Namun, persoalannya bukan pada kurangnya jumlah perpustakaan, tetapi pada jumlah koleksi bahan bacaan. Berdasarkan Sensus Perpustakaan yang dilakukan oleh Perpustakaan Nasional tahun 2018 jumlah total koleksi perpustakaan di Indonesia hanya 16.077.296 eksemplar, atau hanya tersedia 6.213 buku tiap 100.000 penduduk. Jumlah ini tentu sangat tidak mencukupi kebutuhan bahan bacaan masyarakat. Sesuai dengan standard UNESCO rasio ketersediaan bahan bacaan dibanding jumlah penduduk minimal 1 : 2,  atau 2 buku untuk 1 penduduk. Dengan demikian, jika penduduk Indonesia 265 juta (Bappenas, 2018), maka Jumlah kebutuhan nyata bahan bacaan  yang masih harus disediakan adalah 513.922.704 eksemplar buku secara nasional. Secara parsial rasio ketersediaan buku paling tinggi berada pada provinsi Kalimantan Selatan yakni 25.950 buku per 100.000 penduduk, angka ini jika dibandingkan dengan jumlah penduduk sebenarnya masih kurang. Kekurangan buku paling parah terjadi di Papua Barat karena hanya ada 671 buku per 100.000 penduduk.   

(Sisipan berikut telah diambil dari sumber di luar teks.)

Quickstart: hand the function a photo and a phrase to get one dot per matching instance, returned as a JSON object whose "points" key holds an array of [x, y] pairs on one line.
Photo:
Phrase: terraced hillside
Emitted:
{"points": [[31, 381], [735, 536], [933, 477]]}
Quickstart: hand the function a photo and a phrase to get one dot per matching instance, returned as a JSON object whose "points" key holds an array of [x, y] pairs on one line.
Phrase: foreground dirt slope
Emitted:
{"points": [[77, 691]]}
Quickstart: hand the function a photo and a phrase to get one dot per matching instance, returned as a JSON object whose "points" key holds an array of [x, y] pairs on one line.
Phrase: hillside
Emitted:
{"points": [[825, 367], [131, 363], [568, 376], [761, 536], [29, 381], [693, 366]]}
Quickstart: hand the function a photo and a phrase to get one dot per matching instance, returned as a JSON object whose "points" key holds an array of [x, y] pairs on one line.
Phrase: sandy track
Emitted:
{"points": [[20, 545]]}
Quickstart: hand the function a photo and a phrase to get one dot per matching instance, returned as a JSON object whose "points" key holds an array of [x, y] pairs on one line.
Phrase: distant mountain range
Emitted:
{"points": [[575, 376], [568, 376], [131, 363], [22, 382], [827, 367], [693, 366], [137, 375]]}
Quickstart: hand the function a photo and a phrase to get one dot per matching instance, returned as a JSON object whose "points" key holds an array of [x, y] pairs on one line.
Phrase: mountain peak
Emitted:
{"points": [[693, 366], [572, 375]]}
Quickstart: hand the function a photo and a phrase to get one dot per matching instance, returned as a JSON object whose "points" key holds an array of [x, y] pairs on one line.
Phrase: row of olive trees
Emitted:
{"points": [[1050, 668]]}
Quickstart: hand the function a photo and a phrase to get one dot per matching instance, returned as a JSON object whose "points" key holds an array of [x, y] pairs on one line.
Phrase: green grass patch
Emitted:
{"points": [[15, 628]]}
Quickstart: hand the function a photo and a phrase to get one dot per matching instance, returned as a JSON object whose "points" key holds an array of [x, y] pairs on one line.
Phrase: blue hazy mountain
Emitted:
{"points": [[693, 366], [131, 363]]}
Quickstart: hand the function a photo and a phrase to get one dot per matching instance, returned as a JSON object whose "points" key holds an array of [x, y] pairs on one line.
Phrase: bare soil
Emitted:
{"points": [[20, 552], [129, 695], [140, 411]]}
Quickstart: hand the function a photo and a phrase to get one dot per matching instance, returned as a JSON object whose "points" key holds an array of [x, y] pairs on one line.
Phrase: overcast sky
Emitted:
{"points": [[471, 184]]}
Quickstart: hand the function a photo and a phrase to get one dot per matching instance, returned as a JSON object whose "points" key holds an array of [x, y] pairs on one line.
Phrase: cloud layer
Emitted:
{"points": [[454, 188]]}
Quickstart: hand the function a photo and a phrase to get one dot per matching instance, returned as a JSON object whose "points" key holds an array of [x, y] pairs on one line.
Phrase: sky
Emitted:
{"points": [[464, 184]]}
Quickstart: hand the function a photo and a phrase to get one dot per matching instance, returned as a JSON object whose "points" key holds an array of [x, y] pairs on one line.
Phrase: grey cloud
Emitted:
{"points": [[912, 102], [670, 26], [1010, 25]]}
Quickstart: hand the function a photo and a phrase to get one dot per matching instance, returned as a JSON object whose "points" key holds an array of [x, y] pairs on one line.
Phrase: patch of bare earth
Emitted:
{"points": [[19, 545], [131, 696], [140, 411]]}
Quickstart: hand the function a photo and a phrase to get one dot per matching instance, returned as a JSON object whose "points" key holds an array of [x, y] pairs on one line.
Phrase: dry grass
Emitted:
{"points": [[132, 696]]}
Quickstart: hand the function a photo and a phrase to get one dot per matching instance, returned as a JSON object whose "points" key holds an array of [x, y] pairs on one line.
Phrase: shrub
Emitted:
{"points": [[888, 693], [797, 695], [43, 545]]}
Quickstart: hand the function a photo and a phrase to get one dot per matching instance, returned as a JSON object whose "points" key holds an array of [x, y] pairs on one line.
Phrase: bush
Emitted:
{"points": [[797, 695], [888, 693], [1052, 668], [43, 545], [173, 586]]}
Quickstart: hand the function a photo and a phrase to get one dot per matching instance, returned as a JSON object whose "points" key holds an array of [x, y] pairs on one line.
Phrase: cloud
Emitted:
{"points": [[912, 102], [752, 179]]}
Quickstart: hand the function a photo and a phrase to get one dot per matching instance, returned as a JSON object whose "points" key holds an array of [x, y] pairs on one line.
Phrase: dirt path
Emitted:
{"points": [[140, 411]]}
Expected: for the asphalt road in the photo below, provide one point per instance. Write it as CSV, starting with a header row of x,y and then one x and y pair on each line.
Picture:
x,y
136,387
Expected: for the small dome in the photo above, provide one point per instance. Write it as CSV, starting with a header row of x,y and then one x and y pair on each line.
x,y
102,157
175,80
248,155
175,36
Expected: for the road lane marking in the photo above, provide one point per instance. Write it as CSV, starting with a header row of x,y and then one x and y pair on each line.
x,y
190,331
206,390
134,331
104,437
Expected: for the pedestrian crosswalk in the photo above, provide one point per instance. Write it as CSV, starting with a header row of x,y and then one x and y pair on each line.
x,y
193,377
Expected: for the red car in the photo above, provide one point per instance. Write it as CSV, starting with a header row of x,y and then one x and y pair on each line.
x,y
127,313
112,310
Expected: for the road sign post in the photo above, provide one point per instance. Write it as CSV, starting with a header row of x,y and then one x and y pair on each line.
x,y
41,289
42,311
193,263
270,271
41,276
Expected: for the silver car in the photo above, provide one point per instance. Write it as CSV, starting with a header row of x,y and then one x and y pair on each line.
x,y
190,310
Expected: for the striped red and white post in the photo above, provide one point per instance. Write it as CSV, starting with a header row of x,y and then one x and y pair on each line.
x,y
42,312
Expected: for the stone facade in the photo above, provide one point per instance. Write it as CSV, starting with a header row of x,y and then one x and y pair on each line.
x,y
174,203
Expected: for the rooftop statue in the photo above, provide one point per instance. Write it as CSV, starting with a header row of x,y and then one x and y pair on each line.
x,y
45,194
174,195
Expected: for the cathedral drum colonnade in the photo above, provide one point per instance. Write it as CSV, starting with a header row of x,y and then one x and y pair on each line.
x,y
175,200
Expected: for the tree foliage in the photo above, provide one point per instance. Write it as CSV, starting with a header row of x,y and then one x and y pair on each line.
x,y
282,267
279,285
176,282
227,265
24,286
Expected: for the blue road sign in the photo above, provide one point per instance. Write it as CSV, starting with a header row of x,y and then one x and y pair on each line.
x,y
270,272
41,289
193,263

Untuk itu, perlu berbagai terobosan dan kebijakan untuk mempersempit kesenjangan ketersediaan bahan bacaan di masyarakat. Penciptaan ekosistem masyarakat berbasis pengetahuan mutlak diperlukan untuk meninggikan ketersediaan bahan bacaan di masyarakat. Hal ini dapat dilakukan dengan terus mempromosikan akses terbuka di antara perguruan tinggi, lembaga pemerintah dan swasta agar hasil riset dan berbagai terbitan tersedia dan dapat diakses secara gratis oleh masyarakat melalui berbagai perpustakaan digital, termasuk portal penjelajahan pengetahun Indonesia yang telah disediakan oleh Perpustakaan Nasional – Indonesia OneSearch (www.onesearch,id).

Di samping itu, perlu penguatan iklim penerbitan Indonesia dengan intervensi pemerintah melalui pengajuan hak cipta alih bahasa dari karya-karya penting terbaru dalam berbagai subjek ilmu pengetahuan. Promosi penerbitan digital harus terus diperkuat untuk mengundang para penulis novum agar makin kreatif dan tertantang untuk menulis berbagai karya dalam format digital dan disebarkan melalui berbagai perpustakaan digital. Termasuk dalam hal ini ialah penerbitan Kembali karya-karya penting dalam format digital, juga pengayaan karya dalam format multimedia. Tak kalah pentingnya adalah insentif dan dukungan pemerintah pusat dan daerah dalam penerbitan berbagai konten literasi dan pengembangan koleksi semua jenis perpustakaan di daerah termasuk di wilayah 3T.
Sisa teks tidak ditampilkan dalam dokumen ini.